Lesson 4 - Making the Ship Decision

Welcome to the Ship Decision

You’ve built the two-proportion z-test, learned to read the p-value honestly, and wrapped the effect in a confidence interval. Lumen’s numbers are settled: the new signup page lifted conversion by +2.20 points, with p = 0.00048 and a 95% CI of [+0.97, +3.43] points. So — do you ship it? The temptation is to glance at the tiny p-value, declare victory, and roll it out. But significance is necessary, not sufficient. A result can be statistically real and still be the wrong thing to ship: too small to justify the cost, or a primary win that quietly broke something else. This lesson turns a test result into a decision using four checks, then walks all four honestly on Lumen — including the part that’s genuinely borderline.

By the end of this lesson, you will be able to:

Run the four ship-decision checks: significance, practical significance, guardrails, and the confidence interval
Compare an observed effect to the MDE you set at design time, using the CI rather than just the point estimate
Make an honest ship call on a borderline result without overstating certainty
Recognize the three anti-patterns that lead teams to ship — or kill — the wrong thing

Let’s turn the number into a decision.

Four Checks, Not One

Shipping on the p-value alone is the most common mistake in experimentation. A complete decision runs four checks in order, and a “no” on any of them changes the call:

Statistically significant? Is p < α and does the confidence interval exclude 0? If both hold, the effect is real — not something noise alone would routinely produce. If not, you can’t rule out chance (and you may simply be underpowered — Lesson 2’s warning that “not significant” is not “proven no effect”).
Practically significant? Is the effect big enough to be worth it? Compare it to the minimum detectable effect (MDE) you committed to back in Module 2 when you sized the test. A real but tiny lift may not justify the engineering, maintenance, and risk of rolling out a change.
Guardrails OK? Did anything critical regress — page load time, refund rate, support tickets, latency? Even a real, large primary win shouldn’t ship if it broke a guardrail. The primary metric is what you wanted to move; guardrails are what you promised not to break.
Read the interval, not just the point. The point estimate is one number; the CI is the range of effects the data is consistent with. The decision lives in that range — especially where the bounds fall relative to your MDE.
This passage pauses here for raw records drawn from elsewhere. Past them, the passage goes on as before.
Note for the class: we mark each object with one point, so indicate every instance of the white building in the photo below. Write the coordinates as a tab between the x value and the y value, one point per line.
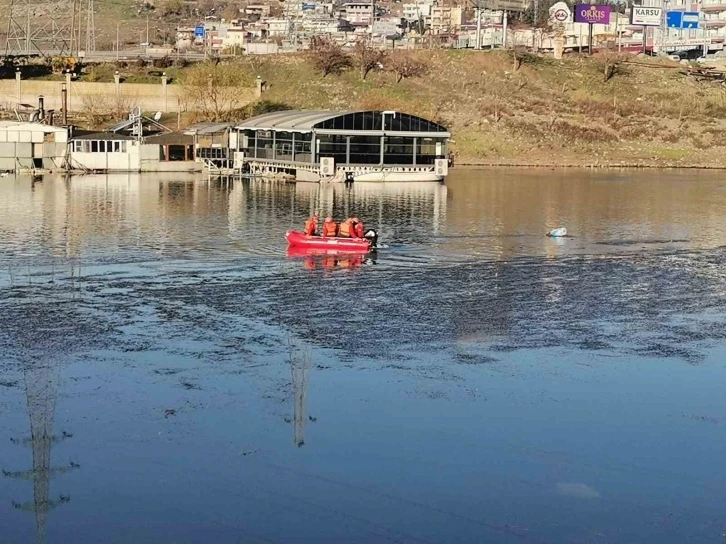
445	18
112	152
28	146
234	38
413	11
278	27
357	13
315	24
A decision flow with three checks in sequence — 1. Significant? (p < alpha and CI excludes 0), 2. Big enough? (effect >= MDE, worth it), 3. Guardrails OK? (nothing critical regressed) — all yes leads to SHIP the change (real, worthwhile, safe); side outcomes: Not significant (can't rule out chance, don't ship / maybe underpowered) and Significant but tiny or a guardrail hit (real but too small or it broke something, usually don't ship); caption notes significance is necessary not sufficient. — Significance is necessary, not sufficient: a ship needs a real effect, an effect big enough to matter, and no guardrail broken — all three.
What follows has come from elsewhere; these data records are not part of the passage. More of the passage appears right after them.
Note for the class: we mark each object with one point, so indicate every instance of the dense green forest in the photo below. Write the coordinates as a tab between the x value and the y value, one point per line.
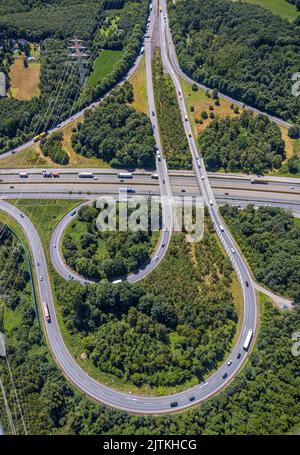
98	254
173	137
172	328
248	143
61	84
52	146
242	50
116	133
261	400
270	239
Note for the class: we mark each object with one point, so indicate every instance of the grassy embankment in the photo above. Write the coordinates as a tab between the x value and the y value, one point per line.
280	7
174	141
Notice what the flow encodes: significance gets you into the decision, but it doesn’t end it. Only a “yes” on all three checks — real, worthwhile, and safe — leads to shipping.
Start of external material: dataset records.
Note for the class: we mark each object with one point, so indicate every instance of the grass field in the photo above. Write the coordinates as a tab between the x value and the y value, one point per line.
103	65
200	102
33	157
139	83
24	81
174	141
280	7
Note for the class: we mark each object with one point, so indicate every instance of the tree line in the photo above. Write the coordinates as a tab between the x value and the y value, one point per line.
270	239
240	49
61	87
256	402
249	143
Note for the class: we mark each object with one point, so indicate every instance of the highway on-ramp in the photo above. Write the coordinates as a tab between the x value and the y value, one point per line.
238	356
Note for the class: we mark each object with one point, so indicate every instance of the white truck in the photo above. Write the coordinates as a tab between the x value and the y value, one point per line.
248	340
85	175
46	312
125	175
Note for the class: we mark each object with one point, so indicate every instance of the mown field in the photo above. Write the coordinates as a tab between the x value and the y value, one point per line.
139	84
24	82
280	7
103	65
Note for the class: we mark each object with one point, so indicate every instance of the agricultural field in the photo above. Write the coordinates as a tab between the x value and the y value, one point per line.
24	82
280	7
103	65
Applying the Four Checks to Lumen

Now run the checks on the numbers you already computed. No new statistics here — just judgment applied to the verified results.

Check 1 — Statistically significant? Yes. p = 0.00048 is far below the standard α = 0.05, and the 95% CI [+0.97, +3.43] excludes 0. The lift is real, not noise. ✓

Check 2 — Practically significant? This is where honesty matters. At design time you set an MDE of +2 points — the smallest lift worth detecting and, implicitly, worth shipping. The observed point estimate is +2.20, which clears the bar. But the CI’s lower bound is +0.97, which sits below the 2-point MDE. So while the best estimate beats the practical bar, the data is also consistent with a true lift as small as ~1 point — below what you decided was worth it. The point estimate passes; the interval doesn’t fully clear the bar. ⚠

Check 3 — Guardrails OK? For this scenario we’ll assume the guardrails held — load time, refunds, and support volume all steady. (State this as an assumption; in a real analysis you’d verify each one before trusting it.) ✓

Check 4 — Read the interval. The plausible range is +0.97 to +3.43 points. The center of that range is comfortably positive and above the MDE, but the lower tail dips under it. This is a clearly positive, significant effect whose best guess is worth shipping — with real uncertainty about whether the true lift clears the practical bar.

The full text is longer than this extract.